Import numpy as npfrom sklearn.model_selection import KFold,StratifiedKFoldx = np.array ([[1 train_index:', train_index 1], [2, 2], [3, 3], [4, 4], [5 train_index:', train_index 5], [6 test_index' 6]]) y=np.array ([1 train_index:', train_index 1]) kf = StratifiedKFold (nasty splitsmanship 3 moment shuffle True) for train_index, test_index in kf.split (x test_index'): print ('train_index:', train_index) Test_index) print ("- 80% discount When the test integrates the training set split line-") train_index: [0 1 45] test_index [2 3]-80% discount, the test integrates the training set split line-train_index: [0 23 5] test_index [1 4]-80% discount When the test integrates the training set split line-train_index: [1 234] test_index [0 5]-80% discount, the test integrates the training set split line-random_state (random state)

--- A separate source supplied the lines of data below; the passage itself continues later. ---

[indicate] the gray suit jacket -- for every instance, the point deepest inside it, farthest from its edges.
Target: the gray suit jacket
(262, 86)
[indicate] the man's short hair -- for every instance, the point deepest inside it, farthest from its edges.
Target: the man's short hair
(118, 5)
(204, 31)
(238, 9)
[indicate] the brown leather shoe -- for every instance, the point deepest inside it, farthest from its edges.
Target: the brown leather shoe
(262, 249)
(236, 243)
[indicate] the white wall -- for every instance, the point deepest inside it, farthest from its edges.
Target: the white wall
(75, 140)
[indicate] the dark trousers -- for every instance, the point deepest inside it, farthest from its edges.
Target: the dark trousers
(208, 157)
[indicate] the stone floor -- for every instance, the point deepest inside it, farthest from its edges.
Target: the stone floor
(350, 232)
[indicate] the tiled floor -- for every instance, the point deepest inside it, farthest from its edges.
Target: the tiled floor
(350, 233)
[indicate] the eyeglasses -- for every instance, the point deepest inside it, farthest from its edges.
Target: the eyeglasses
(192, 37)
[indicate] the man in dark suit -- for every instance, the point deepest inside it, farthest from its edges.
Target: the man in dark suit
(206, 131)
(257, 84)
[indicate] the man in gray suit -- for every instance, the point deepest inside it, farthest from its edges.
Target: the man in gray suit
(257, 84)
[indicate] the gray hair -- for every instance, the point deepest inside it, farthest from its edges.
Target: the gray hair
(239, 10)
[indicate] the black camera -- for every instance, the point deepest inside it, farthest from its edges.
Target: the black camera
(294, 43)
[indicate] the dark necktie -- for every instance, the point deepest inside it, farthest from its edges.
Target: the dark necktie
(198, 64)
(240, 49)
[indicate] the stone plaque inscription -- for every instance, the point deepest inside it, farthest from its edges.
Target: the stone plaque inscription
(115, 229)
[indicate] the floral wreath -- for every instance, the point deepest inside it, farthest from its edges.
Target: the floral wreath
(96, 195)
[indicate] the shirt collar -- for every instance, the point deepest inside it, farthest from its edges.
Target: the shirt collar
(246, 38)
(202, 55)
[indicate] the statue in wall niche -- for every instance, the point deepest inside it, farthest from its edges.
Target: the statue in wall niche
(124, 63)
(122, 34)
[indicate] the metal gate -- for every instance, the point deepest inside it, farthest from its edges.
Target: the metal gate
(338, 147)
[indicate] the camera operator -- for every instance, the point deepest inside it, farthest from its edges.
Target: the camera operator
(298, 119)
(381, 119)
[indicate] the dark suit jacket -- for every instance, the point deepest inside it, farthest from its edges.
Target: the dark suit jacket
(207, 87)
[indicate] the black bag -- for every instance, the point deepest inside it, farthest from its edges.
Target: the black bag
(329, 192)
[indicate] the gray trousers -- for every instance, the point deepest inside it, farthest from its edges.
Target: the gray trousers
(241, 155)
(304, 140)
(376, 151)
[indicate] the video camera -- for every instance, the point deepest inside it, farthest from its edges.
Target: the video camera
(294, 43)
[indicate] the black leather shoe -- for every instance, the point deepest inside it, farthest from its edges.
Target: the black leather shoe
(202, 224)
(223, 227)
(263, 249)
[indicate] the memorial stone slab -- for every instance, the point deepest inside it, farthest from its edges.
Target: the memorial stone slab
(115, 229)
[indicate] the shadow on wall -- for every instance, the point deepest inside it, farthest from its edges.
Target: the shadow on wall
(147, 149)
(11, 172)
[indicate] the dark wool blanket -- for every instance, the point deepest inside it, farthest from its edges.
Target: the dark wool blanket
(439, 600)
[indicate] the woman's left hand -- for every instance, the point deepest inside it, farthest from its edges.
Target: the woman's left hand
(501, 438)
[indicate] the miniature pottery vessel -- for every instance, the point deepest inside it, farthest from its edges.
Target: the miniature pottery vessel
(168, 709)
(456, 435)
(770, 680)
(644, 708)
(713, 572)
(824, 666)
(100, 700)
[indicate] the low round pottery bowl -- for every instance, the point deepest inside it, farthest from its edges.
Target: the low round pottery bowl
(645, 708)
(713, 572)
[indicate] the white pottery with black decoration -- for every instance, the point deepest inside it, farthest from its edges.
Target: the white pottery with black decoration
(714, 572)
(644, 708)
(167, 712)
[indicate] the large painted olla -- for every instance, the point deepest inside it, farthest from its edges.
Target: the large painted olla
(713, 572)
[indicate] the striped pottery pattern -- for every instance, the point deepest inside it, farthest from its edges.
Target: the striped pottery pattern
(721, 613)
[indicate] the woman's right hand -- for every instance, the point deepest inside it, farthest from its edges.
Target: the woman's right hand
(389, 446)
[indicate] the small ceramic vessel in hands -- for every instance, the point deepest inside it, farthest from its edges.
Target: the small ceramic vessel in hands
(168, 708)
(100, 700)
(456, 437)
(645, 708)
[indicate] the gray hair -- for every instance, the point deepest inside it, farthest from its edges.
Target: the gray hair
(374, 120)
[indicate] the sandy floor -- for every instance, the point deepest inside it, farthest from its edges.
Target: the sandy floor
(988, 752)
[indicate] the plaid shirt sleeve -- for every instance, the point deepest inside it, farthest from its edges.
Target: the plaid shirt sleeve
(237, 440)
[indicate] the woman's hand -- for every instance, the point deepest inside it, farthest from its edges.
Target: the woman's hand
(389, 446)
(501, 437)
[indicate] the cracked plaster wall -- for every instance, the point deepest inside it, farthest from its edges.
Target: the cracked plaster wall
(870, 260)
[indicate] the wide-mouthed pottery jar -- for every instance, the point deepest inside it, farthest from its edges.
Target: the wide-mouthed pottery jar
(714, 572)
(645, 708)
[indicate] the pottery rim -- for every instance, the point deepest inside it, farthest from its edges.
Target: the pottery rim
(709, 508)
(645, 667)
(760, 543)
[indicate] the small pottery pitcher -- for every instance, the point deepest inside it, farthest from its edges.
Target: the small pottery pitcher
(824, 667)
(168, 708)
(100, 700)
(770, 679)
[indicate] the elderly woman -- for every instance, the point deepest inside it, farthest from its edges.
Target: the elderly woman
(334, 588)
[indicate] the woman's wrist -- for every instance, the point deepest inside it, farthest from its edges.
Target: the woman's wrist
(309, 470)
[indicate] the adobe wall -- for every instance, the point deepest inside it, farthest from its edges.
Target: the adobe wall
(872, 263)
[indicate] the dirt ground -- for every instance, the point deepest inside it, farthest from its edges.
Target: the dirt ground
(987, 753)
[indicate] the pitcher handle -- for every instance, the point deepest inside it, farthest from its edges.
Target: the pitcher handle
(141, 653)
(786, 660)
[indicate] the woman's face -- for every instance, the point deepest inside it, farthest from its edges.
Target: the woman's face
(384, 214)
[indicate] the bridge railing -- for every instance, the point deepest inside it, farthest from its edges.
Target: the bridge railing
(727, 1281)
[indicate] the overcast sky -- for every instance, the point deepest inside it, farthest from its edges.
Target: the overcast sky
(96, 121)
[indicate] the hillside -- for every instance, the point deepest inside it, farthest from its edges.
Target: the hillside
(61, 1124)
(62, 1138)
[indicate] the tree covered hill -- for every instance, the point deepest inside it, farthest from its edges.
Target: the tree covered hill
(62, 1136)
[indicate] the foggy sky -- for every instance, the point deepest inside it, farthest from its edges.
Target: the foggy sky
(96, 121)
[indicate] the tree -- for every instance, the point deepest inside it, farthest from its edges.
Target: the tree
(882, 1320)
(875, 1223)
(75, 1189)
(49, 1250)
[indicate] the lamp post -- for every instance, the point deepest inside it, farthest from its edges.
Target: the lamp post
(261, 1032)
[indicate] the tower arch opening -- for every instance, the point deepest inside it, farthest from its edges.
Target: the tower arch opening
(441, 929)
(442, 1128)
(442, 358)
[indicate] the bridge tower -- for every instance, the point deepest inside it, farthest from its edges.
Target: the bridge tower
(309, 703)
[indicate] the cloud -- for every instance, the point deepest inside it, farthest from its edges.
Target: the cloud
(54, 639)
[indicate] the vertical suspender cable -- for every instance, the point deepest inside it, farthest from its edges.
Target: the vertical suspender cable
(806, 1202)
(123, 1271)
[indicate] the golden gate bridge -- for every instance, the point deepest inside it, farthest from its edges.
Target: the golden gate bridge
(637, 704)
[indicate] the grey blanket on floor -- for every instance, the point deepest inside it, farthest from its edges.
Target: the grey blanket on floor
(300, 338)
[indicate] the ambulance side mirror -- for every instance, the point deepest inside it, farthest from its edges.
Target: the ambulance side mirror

Why do you need to use such a parameter random_state (random state)?

1. When building the model: forest = RandomForestClassifier (n_estimators=100, random_state=0) forest.fit (X_train, y_train) 2, when generating the dataset: X, y = make_moons (n_samples=100, noise=0.25, random_state=3) 3, when splitting the dataset into training set and test set: X_train, X_test, y_train, y_test = train_test_split (cancer.data, cancer.target, stratify=cancer.target, random_state=42)

If you do not set random_state, the model you build will be different each time.

The data set generated each time is different, and the training set and test set are different each time, so it depends on the demand.

The above are the problems of python to achieve K-fold cross-validation and what is the difference between KFold and StratifiedKFold. The editor believes that there are some knowledge points that we may see or use in our daily work. I hope you can learn more from this article. For more details, please follow the industry information channel.

Welcome to subscribe "Shulou Technology Information " to get latest news, interesting things and hot topics in the IT industry, and controls the hottest and latest Internet news, technology news and IT industry trends.

*The comments in the above article only represent the author's personal views and do not represent the views and positions of this website. If you have more insights, please feel free to contribute and share.